ARUA Doctoral Fellowships on Mobility & Sociality in Africa’s Emerging Urban

The African Centre for Migration & Society at Wits University is seeking applications for up to three doctoral students whose work will support the African Research Universities Alliance’s (ARUA) Mobility and Sociality in Africa’s Emerging Urban research programme. With support from the Andrew Mellon Foundation, this initiative is a scholarly response to unprecedented levels of urbanisation and mobility driven by conflict, ambition, and respatialising economies. It is intended to develop African-based contributions to theories of human mobility and transforming modes of social engagement, authority, representation, and expression.

Doctoral fellowship proposals are invited for qualified social science and humanities students dedicated to work speaking to one or more of the following questions:

  • How are socio-cultural practices and politics understood by residents of highly mobile urban environments? What are the practical enacted ethics that enable people to make sense of varied diversities and to communicate and exchange across social divisions?

 

  • How do people make sense of difference without shared histories or the disciplining institutions of common states, religion, or markets?

 

  • How does widespread translocalism and ongoing mobility reshape urban morphologies and residential patterns; social interactions; subjective understanding of citizenship; representation and civic identity: what is political society in spaces only loosely structured by states and formal markets?

 

  • How are these changing people’s imagination of traditional hierarchies of age gender and family structure? How are these connected to new notions of morality rooted in age gender and social obligation?

Expectations and eligibility

This initiative brings together five African universities dedicated to cultivating a generation of African scholars, dedicated to reshaping global social theory and scholarly conversations on mobility, cities, and social change. It promises to open novel scholarly frontiers and enhance pedagogy and partnerships in ways that positively transform the continent’s universities. It is dedicated to fostering interdisciplinarity, engagement with the arts, and creative research and outreach methodologies.

Students may be enrolled in any department within the University of the Witwatersrand’s Faculty of Humanities as long as they retain a co-supervision relationship with the African Centre for Migration & Society.  Successful applications will have completed an appropriate social science or humanities MA or related degree by the start of the fellowship and will have already been accepted into an appropriate department. Special preference will be given to those who have studied or worked with ARUA members or associated universities. These include Addis Ababa University; University of Cape Town; University of Dar es Salaam; Cheikh Anta Diop University; University of Ibadan; University of KwaZulu-Natal; University of Ghana; University of Lagos; Obafemi Awolowo University; MakerereUniversity; University of Nairobi; National University of Rwanda; University of Pretoria; Rhodes University; University of Stellenbosch; University of the Witwatersrand.

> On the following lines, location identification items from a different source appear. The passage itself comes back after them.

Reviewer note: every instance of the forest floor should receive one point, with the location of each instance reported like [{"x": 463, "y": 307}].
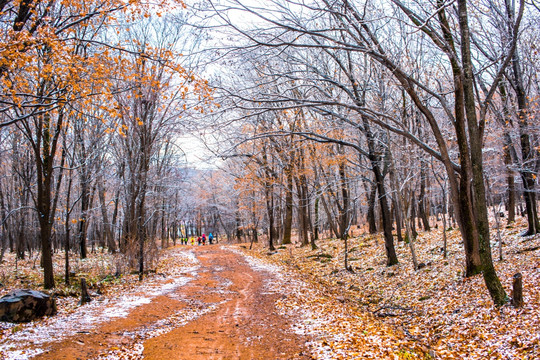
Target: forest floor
[
  {"x": 442, "y": 313},
  {"x": 228, "y": 302}
]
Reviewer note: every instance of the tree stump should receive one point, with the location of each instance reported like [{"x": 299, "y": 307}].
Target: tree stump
[
  {"x": 85, "y": 297},
  {"x": 517, "y": 291},
  {"x": 26, "y": 305}
]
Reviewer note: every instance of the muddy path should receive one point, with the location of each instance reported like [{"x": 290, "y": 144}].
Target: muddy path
[{"x": 225, "y": 312}]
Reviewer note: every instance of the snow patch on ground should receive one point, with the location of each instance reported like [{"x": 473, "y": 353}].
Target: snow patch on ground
[
  {"x": 163, "y": 326},
  {"x": 309, "y": 322},
  {"x": 87, "y": 317}
]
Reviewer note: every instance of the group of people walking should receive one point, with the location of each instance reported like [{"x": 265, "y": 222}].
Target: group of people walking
[{"x": 201, "y": 240}]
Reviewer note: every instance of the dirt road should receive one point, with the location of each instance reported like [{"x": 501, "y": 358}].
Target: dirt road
[{"x": 235, "y": 318}]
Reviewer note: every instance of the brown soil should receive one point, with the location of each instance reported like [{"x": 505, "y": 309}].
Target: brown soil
[{"x": 244, "y": 324}]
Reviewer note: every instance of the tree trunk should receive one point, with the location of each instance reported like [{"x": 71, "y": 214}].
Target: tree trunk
[{"x": 287, "y": 224}]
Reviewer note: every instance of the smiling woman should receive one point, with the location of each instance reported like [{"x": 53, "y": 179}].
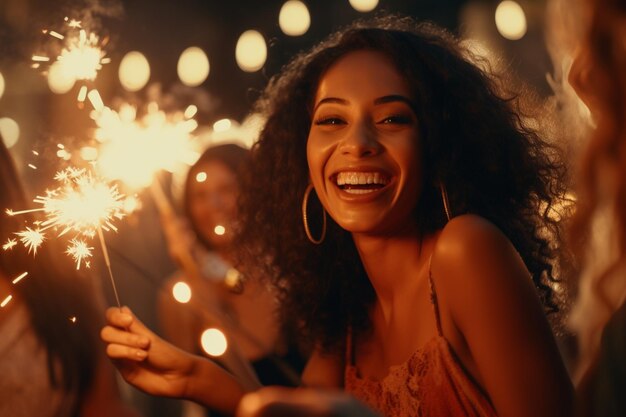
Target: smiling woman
[
  {"x": 433, "y": 187},
  {"x": 423, "y": 277}
]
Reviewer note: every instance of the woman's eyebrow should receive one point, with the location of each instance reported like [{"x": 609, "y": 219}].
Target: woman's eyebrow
[
  {"x": 393, "y": 98},
  {"x": 330, "y": 100}
]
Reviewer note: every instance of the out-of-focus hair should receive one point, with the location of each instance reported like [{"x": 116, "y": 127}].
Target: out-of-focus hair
[{"x": 599, "y": 76}]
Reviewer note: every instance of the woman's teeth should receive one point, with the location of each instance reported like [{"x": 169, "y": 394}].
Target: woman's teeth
[{"x": 361, "y": 182}]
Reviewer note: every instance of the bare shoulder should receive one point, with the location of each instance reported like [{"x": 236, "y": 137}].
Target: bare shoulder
[
  {"x": 474, "y": 265},
  {"x": 468, "y": 235}
]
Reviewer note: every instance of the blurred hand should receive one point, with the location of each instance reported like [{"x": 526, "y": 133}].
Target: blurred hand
[
  {"x": 144, "y": 359},
  {"x": 301, "y": 402}
]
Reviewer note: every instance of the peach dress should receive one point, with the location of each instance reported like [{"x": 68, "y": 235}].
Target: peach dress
[{"x": 431, "y": 383}]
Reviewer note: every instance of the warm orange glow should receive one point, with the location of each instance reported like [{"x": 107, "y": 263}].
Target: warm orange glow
[
  {"x": 251, "y": 51},
  {"x": 214, "y": 342},
  {"x": 10, "y": 131},
  {"x": 222, "y": 125},
  {"x": 181, "y": 292},
  {"x": 193, "y": 66},
  {"x": 364, "y": 6},
  {"x": 6, "y": 301},
  {"x": 511, "y": 20},
  {"x": 134, "y": 149},
  {"x": 134, "y": 71},
  {"x": 294, "y": 18},
  {"x": 201, "y": 177}
]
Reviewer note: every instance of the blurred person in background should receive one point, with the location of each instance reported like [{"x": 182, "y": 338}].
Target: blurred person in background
[
  {"x": 425, "y": 288},
  {"x": 598, "y": 232},
  {"x": 201, "y": 243}
]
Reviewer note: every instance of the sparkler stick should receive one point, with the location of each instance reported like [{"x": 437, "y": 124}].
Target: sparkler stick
[{"x": 107, "y": 261}]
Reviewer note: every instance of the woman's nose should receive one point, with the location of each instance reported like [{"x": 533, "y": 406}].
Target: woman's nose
[{"x": 360, "y": 141}]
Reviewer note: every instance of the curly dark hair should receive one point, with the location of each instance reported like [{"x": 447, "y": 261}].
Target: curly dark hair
[
  {"x": 233, "y": 157},
  {"x": 473, "y": 140}
]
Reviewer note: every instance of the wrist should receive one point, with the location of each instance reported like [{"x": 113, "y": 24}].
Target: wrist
[{"x": 212, "y": 386}]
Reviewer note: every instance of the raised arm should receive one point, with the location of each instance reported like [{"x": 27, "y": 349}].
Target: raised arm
[{"x": 491, "y": 311}]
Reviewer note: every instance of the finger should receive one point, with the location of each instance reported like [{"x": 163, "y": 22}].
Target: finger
[
  {"x": 118, "y": 317},
  {"x": 110, "y": 334},
  {"x": 115, "y": 351},
  {"x": 136, "y": 326}
]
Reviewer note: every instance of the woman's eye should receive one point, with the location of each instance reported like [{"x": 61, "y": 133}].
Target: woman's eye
[
  {"x": 329, "y": 121},
  {"x": 396, "y": 119}
]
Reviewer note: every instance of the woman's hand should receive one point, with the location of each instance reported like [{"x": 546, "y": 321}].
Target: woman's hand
[
  {"x": 144, "y": 359},
  {"x": 301, "y": 402},
  {"x": 159, "y": 368}
]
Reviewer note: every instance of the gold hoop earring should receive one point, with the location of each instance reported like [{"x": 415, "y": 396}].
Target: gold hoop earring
[
  {"x": 444, "y": 198},
  {"x": 305, "y": 218}
]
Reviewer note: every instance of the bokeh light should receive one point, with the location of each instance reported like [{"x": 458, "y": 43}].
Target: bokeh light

Doctoral fellows will receive three years of support during which they will be expected to complete their degree and participate in an exchange programme or collaborative activity with one or more of the project partners. Fellows are expected to enrol as afull timestudents and participate actively in University life. During their time they will be expected to lead one or more seminars on their work.

Application process

Applications should include:

  • A cover letter summarising past research, qualifications, and reasons for interest in the fellowship.

 

  • A complete academic CV;

 

  • A short proposal (1500 word maximum) outlining the proposed project;

 

  • Contact details for three professional reference letters speaking to the applicant’s ability to complete the proposed project;

 

  • A writing sample of not more than 15,000 words (e.g., a chapter; article; term paper).

Applications are due midnight, 1 December 2018. Selections will be completed by 15 January 2019 with successful candidates expected to have enrolled or begin their programme before February 2019. Students already enrolled are also eligible.

Members of historically disadvantaged groups are particularly encouraged to apply.